Review of facility documents, "Eastern Regional Medical Center Board of Directors Meeting Minutes", dated, "June 30, 2016", "September 29, 2016", "December 1, 2016", and "February 9, 2017", revealed no documented evidence of any discussion(s) related to mold/fungal growth in the Dietary Department and the potential impact on patient/staff safety, no active monitoring/surveillance of the mold remediation project in the Dietary Department, progress-to-date of the mold remediation project in the Dietary Department, no communication to other departments/services/committees throughout the organization of the mold remediation project, no development, implementation, and assessment of strategies designed to decrease or eliminate risks of infection related to the mold remediation project, no educational plans/projects/competencies for Dietary Personnel related to the mold remediation project, and no assistance in the monitoring of the employees in the Dietary Department in collaboration with the facility Employee Health Program.
Review of facility documents, "HSC Builders and Construction Managers Meeting Minutes", dated, "8/4/16", "8/8/16", "9/15/16", "9/29/16", "10/6/16", "10/13/16", "10/27/16", "11/17/16", "12/1/16", "12/15/16", " 1/5/17", " 1/19/17", " 1/26/17", " 2/9/17", and "2/16/17", revealed, documented evidence of discussion(s) related to mold/fungal growth in the Dietary Department and progress-to-date of the mold remediation project in the Dietary Department.
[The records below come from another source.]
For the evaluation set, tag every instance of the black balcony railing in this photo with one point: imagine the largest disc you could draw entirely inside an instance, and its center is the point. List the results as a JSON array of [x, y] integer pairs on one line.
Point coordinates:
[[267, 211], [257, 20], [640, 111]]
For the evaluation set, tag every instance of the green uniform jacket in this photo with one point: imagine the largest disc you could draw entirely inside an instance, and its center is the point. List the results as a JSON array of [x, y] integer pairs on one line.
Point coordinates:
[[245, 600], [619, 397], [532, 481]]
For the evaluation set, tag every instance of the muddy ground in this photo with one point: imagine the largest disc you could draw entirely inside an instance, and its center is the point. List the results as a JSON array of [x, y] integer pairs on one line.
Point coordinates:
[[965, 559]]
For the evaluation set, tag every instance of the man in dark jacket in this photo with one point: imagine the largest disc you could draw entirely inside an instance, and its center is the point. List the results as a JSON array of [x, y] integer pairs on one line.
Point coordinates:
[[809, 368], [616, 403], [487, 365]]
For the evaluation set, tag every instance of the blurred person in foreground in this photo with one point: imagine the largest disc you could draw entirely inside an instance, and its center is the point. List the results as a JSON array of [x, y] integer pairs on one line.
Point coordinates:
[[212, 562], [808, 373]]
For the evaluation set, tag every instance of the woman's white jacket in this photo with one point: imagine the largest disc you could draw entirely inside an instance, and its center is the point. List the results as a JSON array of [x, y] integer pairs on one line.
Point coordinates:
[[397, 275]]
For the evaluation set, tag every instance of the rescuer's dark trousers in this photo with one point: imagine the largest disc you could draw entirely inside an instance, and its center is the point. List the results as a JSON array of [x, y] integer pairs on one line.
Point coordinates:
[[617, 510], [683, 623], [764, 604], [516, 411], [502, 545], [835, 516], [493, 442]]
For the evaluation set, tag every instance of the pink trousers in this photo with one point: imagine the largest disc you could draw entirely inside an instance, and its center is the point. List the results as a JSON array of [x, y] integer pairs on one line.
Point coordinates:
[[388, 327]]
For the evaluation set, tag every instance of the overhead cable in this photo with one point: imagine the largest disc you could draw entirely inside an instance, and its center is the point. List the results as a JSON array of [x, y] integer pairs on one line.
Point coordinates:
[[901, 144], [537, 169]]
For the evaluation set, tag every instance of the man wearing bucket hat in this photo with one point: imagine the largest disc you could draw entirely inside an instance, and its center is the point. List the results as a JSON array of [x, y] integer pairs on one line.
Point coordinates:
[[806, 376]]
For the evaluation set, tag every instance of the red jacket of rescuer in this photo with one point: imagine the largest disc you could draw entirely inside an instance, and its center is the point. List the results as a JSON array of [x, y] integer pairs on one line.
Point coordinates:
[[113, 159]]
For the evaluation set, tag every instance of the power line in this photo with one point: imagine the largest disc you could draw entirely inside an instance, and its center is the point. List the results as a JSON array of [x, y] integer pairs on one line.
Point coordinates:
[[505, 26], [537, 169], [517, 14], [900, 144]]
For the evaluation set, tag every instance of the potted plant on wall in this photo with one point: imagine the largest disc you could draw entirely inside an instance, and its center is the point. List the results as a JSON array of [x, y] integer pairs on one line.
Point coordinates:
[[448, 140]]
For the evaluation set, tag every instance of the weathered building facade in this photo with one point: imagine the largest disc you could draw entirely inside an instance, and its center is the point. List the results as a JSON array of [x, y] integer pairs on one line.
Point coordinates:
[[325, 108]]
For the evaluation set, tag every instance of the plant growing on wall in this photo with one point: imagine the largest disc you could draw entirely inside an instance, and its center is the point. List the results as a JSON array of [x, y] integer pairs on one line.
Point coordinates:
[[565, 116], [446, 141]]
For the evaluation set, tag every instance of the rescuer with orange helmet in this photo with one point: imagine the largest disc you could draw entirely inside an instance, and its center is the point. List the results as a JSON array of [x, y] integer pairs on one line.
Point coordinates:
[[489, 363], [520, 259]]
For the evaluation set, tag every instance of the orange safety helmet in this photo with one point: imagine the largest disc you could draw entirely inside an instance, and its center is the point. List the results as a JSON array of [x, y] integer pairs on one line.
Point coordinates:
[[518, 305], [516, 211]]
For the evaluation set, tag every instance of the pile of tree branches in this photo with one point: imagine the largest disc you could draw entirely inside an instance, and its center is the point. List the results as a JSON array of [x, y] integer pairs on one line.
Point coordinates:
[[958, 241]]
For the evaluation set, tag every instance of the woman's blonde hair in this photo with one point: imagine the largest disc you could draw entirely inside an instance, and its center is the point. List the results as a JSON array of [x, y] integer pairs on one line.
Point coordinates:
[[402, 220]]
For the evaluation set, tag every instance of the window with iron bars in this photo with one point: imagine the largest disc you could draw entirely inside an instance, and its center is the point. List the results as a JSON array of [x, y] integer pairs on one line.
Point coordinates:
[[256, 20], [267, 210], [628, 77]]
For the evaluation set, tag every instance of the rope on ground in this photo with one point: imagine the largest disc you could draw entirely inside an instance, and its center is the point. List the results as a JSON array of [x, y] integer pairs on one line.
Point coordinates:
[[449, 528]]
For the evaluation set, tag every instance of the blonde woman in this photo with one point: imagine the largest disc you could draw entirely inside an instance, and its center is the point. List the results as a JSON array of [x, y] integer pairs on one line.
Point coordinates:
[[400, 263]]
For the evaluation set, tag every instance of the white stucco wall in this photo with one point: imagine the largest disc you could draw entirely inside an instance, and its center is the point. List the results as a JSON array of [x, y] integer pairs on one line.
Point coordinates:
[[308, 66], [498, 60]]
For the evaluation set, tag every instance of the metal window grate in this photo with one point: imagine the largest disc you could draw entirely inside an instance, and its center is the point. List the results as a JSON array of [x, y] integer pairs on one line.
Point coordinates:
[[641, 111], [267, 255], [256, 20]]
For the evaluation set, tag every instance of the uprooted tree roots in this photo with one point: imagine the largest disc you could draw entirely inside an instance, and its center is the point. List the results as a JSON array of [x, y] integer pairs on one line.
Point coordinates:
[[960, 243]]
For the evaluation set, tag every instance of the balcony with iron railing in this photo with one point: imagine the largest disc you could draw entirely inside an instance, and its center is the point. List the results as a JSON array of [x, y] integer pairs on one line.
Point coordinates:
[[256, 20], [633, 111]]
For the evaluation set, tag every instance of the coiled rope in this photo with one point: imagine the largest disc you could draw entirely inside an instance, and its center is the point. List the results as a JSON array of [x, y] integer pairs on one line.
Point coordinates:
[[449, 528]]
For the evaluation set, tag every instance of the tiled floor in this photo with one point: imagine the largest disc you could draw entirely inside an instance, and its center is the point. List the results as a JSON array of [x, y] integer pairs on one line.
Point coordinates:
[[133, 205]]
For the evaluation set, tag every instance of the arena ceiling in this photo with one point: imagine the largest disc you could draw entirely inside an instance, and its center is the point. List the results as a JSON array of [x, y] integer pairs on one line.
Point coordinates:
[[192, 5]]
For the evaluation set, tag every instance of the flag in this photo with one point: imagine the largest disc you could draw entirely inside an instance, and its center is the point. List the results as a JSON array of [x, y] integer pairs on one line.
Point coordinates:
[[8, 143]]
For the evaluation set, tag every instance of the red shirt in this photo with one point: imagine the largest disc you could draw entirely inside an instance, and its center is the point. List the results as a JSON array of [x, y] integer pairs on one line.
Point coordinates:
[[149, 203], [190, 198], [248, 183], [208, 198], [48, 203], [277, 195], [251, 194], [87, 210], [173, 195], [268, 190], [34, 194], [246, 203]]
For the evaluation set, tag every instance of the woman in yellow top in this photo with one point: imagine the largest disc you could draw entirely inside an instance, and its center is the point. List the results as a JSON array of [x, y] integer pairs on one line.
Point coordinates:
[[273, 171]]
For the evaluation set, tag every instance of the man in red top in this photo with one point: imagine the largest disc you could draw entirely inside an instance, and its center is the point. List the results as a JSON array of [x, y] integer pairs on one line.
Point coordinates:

Further review of facility documents revealed no discussion of the potential impact on patient/staff safety of the mold remediation project in the Dietary Department, no active monitoring/surveillance of the mold remediation project in the Dietary Department, no communication to other departments/services/committees throughout the organization of the mold remediation project, no development, implementation, and assessment of strategies designed to decrease or eliminate risks of infection related to the mold remediation project, no educational plans/projects/competencies for Dietary Personnel related to the mold remediation project, and no assistance in the monitoring of the employees in the Dietary Department in collaboration with the facility Employee Health Program. Documented evidence is present of attendance by a representative from the Dietary Department as well as by the Infection Preventionist for all meeting dates listed.
Review of facility document, "Philadelphia Dept. of Health/Office of Food Protection Food Facility Inspection Report", dated, "8/18//2016", revealed, "Cancer Treatment Center of America Eastern Regional Medical Center" was "out of compliance" with cleaning and sanitizing of "food contact surfaces", "proper cold handling temperature", "adequate ventilation and lighting", and "standing water observed on the floor in the dishwashing area", which was listed as a "repeat violation". There is documented evidence of citations issued.